L’ère numérique connectée, de par son organisation en étoile et ses outils de partage, donne une place de plus en plus importante à l’usage des emprunts au cinéma. Des films entièrement réalisés à partir d’images préexistantes peuvent aboutir à des œuvres singulières. Ainsi, le cinéaste peut faire du cinéma sans caméra, grâce au matériel filmé par d’autres qu’il manipule et organise d’une manière toute personnelle.
Créer du neuf en empruntant à l’ancien est une pratique artistique vieille comme le monde : les architectes de la Renaissance intégraient des éléments de l’art antique. Que sommes nous sinon des nains juchés sur les épaules de géants ?
Puis l’invention du copyright et les Romantiques du 19ème siècle ont installé le mythe de l’immanence de la création. L’emprunt était en disgrâce, confiné aux marges des avant-gardes cinématographiques (notamment le found footage).
Aujourd’hui, le « cinéma de seconde main », comme le nomme Christa Blümlinger, revient sous les feux de la rampe. Sa déclinaison « mashup » est florissante sur les réseaux sociaux. Les mashups grands publics qui font rire la blogosphère amèneront-ils de la lumière sur les autres cinématographies mashup plus exigeantes ? Si certains sont des compilations qui ont plus à voir avec la cinéphilie collectionneuse, d’autres sont de véritables œuvres de cinéastes qui échappent pour l’instant à la salle de cinéma. Mais à partir de quand exactement peut-on parler de réappropriation ? Qui sont les auteurs de ces œuvres ? Le mashup cinéma n’amène-t-il pas à redéfinir le statut même d’auteur ? Personnellement, j’ai choisi de faire du mashup cinéma parce que j’ai parfois du mal à me considérer comme un auteur. L’emprunt me permet de m’évader de moi-même, de ne pas aborder de front mes nœuds personnels. Je trouve petit à petit mon visage dans le visage des autres. Avec Perfect film, Ken Jacobs affirmait qu’il n’avait rien à dire, juste à montrer. L’emprunt peut montrer beaucoup et servir de densificateur d’ambiance, d’accélérateur narratif. Un plan emprunté d’un film culte peut évoquer tout un univers en quelques secondes.
Ces motivations intimes ou utilitaires suffisent-elles à expliquer un tel engouement pour le Mashup ? Pourquoi aujourd’hui ?
Au début du 21ème siècle, les images animées sont presque trop présentes dans nos vies. Le grand public peut tourner des images avec son téléphone et les partager avec le vaste monde connecté. Dans cette surabondance, la meilleure manière pour certains cinéastes de créer du sens n’est plus de tourner de nouvelles images mais d’en mettre en lumière certaines déjà existantes et de les connecter entre-elles.

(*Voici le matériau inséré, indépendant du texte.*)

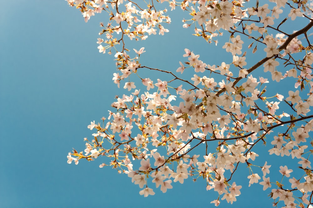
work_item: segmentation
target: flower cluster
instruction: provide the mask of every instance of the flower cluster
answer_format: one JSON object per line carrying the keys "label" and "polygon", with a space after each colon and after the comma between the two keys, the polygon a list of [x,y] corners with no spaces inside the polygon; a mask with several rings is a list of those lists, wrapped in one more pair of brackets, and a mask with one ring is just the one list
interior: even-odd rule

Le langage cinématographique mute car nos cerveaux mutent. Ne fonctionnons-nous pas de plus en plus par « hypertextualisme », sautant d’un lien hypertext à un autre ? Internet nous fait creuser désormais à l’horizontal. Aujourd’hui, notre champ de connaissances est potentiellement infini. Les archives s’ouvrent, les œuvres s’élèvent dans le domaine public. La question aujourd’hui ne serait donc pas comment un cinéaste peut faire œuvre personnelle avec des emprunts mais plutôt comment peut-il faire sans ? Et si dans quelques années, les cinéastes mashupeurs étaient plus nombreux que les cinéastes filmeurs ? Le cinéaste fourmi du 20ème siècle tournait des images. Le cinéaste araignée du 21ème les tisse.